June 28, 2010

Knocked Out

This is where things get interesting.

As the week began sixteen remained, but match-by-match, teams players were eliminated and now only a few remain contending for the Cup. Some who've advanced are those you'd expect, but a couple favorites have been unceremoniously dismissed as their shots sailed just a bit too long.

To my surprise, all four of the men's top seeds are still alive -- Novak Djokovic had the biggest scare, though, as he nearly fell apart with illness in the third set. But 2002 champion Lleyton Hewitt, my pick for the tournament, failed to capitalize on his opponent's weakness and allowed the world #3 to get through in four sets.

The biggest surprise, of course, occurred just outside those leaders. Last year's runner-up and crowd favorite, Andy Roddick was taken to a fifth set by upstart Yen-Hsun Lu, a man who'd never made it past the third round of a Major before. In the second longest match of the year, the twenty-six year old from Taipei was only able to break Roddick once, but it was all that mattered. And though he's only ranked eighty-second in the world, I kind of like his chances against Nole after watching him play today.

The stunning dropouts weren't limited to the men's draw. Seventh seed and two time quarterfinalist Aggie Radwanska was barred from making three straight trips to the elite eight by Na Li who made the quarters for the third time in the past twelve months. And Jelena Jankovic, who had been playing some of the best tennis of her career, was forced to retire with a back injury while down a set and a break to Vera Zvonareva. Caroline Wozniacki, too, who'd exceeded my expectations for her, only won two games before world #62 Petra Kvitova ousted her in less than an hour.

But the biggest shocks came with the departure of two players who were not seeded quite as high.

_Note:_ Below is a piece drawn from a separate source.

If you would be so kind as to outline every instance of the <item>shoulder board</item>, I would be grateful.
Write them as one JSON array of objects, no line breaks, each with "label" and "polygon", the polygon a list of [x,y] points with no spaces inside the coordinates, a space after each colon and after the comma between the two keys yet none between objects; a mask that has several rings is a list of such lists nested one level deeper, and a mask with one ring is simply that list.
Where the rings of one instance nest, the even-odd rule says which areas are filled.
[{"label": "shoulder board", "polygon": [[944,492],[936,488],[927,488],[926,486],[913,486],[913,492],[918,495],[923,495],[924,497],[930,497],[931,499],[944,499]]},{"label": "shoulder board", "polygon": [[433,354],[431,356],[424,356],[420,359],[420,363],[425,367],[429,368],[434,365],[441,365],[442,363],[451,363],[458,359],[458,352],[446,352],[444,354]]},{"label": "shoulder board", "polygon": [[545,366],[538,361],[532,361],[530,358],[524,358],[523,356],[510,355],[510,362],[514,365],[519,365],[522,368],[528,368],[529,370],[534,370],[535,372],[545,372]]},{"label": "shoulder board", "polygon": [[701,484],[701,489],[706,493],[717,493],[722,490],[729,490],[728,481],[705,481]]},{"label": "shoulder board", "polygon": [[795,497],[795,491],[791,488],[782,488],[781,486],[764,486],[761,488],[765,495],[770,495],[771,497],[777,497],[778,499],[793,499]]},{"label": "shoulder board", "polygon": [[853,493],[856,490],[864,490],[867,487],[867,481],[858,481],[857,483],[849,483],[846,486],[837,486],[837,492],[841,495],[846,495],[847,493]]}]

Marion Bartoli, the runner-up in 2007, had been impeccable all month, making the semis in Eastbourne and not dropping a set at the All England Club, but she was no match for Tsvetana Pironkova in the fourth round. And 's-Hertogenbosch champ Justine Henin, who'd made at least the semis here five times before, was summarily defeated when an elbow injury hampered her play against countrywoman Kim Clijsters in the third set.

For the remaining players, the stakes are just getting higher. With so few real contenders vying for the ultimate prize, this is no time to let your focus slip -- it's time to go for the big shots and keep up your defense. After all there's a lot of great tennis to be had before the final knock-out blow is delivered.